In past posts Adventure Farming and Building a New Tractor, I wrote about our little adventure and experiment raising some hybrid meat chickens, the same type as we buy at the grocery store, from day old to 9 weeks.
The funny farm
I felt a bit silly taking a day off work yesterday to get 100 chickens processed. We've spent about $2,000 to purchase, feed, transport, and process them, and untold hours caring for them. This doesn't include the cost and hours we invested in the required infrastructure (chicken tractors, feeders, waterers, brooder lights, electricity, etc.), and a few used freezers. So no, this made no sense or cents in this one-off adventure, but it can for those who are skilled and keep at it, and that was the point.
We didn't do this hoping for income, but the adventure for me is about learning how to make a small farm viable. I'm so impressed with those who do it successfully. I can say from a bit of experience that there is a great range of skills and knowledge required, a lot of hard work, a 7-day-per-week non-negotiable dedication, perseverance, and an appreciation for the lifestyle that forms part of your reward.
It was soon time for the one bad day on the farm for the chickens and for me, honestly. Louisette is taking important time away with her parents, so I was solo. As I'm fond of saying, "This will just be another funny story someday." So here it is.
We had bought one used freezer but I estimated we needed three, and things were coming down to the wire. I finally found a couple of old but tough freezers from an interesting gentleman (more on him below) early in the morning before work, on the day before processing. My son helped me unload them with hours to spare. No sweat.
Our local farm supply store's owner lent us some chicken transport crates, so that evening, after my day job, I picked up the crates, and placed them out by the tractors, ready for morning.
Putting 100 chickens into these purpose-built crates is a two-person job. No one told me that :-). I figured out how to use two hands to catch a chicken, open the crate lid, keep chickens from escaping, get the chicken in, and close the lid again, and did that 100 times.
Lifting 10 grown meat birds in a 3' x 2' crate, stacked 3-high atop the bed of a truck is also best a two-person job. It reminded me of stacking wooden, water-logged lobster traps when I was a teenager and about 110-lbs soaking wet. I don't weigh 110-lbs anymore, but I'm also not a teenager. With a grunt or two, I got the crates secured and drove off.

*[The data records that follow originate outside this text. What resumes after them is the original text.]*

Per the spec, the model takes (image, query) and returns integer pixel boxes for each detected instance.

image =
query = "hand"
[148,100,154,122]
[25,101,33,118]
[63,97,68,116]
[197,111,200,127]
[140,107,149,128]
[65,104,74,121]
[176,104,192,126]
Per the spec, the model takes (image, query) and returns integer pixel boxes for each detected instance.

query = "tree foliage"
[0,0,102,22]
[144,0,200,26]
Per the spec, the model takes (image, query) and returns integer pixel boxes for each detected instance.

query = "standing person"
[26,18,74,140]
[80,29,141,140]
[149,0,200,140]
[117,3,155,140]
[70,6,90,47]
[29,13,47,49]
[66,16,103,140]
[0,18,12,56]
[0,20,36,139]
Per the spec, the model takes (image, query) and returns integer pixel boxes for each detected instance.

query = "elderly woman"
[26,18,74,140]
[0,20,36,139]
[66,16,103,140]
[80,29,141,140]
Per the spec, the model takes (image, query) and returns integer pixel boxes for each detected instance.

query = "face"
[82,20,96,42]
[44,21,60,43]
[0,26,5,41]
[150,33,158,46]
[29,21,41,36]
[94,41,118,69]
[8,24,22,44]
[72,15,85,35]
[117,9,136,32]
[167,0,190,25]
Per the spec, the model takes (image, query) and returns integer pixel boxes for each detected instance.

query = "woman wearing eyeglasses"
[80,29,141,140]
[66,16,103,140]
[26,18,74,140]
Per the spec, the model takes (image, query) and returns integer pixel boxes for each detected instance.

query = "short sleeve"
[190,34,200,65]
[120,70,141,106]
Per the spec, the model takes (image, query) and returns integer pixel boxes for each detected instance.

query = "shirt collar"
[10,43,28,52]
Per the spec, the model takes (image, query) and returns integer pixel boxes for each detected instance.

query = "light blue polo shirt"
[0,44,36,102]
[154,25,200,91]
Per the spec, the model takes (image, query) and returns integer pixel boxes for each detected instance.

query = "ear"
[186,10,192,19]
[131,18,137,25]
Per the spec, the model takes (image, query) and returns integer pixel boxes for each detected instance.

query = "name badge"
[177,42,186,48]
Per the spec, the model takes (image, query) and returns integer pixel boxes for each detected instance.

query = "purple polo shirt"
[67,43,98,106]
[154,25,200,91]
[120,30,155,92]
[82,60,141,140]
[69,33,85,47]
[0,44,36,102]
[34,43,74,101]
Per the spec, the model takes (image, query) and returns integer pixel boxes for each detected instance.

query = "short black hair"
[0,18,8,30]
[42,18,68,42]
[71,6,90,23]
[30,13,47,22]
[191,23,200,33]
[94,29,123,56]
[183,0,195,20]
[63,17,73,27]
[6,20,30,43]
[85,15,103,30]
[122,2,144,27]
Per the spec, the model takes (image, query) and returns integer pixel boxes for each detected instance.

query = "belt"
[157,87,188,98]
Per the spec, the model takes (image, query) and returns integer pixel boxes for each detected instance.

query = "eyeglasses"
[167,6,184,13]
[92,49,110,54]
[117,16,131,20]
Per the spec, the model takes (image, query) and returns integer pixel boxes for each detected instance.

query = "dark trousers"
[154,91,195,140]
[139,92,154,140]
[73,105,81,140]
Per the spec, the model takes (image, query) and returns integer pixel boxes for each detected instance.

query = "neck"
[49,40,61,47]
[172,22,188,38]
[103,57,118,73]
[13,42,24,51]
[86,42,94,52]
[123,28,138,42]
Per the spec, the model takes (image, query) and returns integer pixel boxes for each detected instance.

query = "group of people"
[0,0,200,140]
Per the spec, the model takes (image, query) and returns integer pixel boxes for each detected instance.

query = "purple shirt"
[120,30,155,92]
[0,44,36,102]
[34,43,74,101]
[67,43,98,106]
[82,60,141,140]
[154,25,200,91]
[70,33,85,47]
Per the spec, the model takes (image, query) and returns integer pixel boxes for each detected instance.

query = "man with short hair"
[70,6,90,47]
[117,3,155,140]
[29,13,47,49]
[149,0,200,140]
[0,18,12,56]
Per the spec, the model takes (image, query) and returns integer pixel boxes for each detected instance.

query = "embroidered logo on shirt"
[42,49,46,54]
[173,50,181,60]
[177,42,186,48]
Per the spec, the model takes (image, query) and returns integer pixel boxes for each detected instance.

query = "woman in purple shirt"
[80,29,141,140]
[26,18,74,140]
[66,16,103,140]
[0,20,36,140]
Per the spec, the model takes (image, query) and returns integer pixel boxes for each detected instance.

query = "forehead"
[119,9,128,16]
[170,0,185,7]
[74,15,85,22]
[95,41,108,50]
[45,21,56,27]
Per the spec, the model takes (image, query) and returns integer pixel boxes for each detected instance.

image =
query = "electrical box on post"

Nearing the highway, my old, black truck with a broken exhaust joint rumbled up to a red light. I wondered what the young lady in the Tesla next to me was thinking, on her slightly different commute, with a bunch of chickens looking at her from the top crates. I wanted to roll down the window and ask, "Where's the closest Starbucks? I'm dying for a skinny, half-soy, hazelnut macchiato."
Arriving at the processor's, the province's health inspector, who inspects every delivery for any sick or mistreated birds, said all looked good. I off-loaded and was told to pickup in 4 hours.
Keeping your cool
It was hot. My next challenge was to keep about 500-lbs of chicken cool on the 50-minute drive after pickup. I drove back home, hooked up the utility trailer to carry the empty crates, washed and sanitized the truck bed, washed a tarp and used it to line the bed, drove across town to a bulk ice supplier, and turned the truck bed into a 1,300-litre cooler!
Arriving back at the processor's, I mixed the mountain of meat in the mega-cooler with ice, wrapped the tarp neatly around it all, closed the tonneau cover, secured the crates in the trailer, and rumbled off once more.
All worked great. I backed into the garage and loaded the ice-cold chicken into an unplugged chest freezer to age a few days before freezing (I'm told this is an important step for quality meat, like hanging pork or beef in a cooler).
I mentioned above that I picked up a couple of freezers from an interesting gentleman minding his son's appliance resale shop.
Taking a rest after helping me load the first, he said, "Time flies and our bodies are fragile. Look at me (breathing a bit hard)... can you believe I was once a champion wrestler?"
Before moving to Canada and raising his family here, Mohamed Bassuny was favoured to medal in the 1972 Olympic Games, representing Egypt, in Munich, West Germany. On September 5, 1972, Mohamed would have been packing for the experience of a lifetime.
That morning, eight members of a Palestinian militant group killed two members of the Israeli Olympic team, and took nine more hostage, demanding the release of hundreds of imprisoned Palestinians. A failed rescue attempt left all hostages dead, and others. Muhamed's trip was cancelled and his dream lost to what would become known as the Munich Massacre.
It will be an honour to host Muhamed and his grandchildren when he comes to see our little hobby farm, and to send him home with a couple of our white chantecler heritage chickens. "I want them live," he said, proudly remembering helping his father process chickens at home when he was a boy.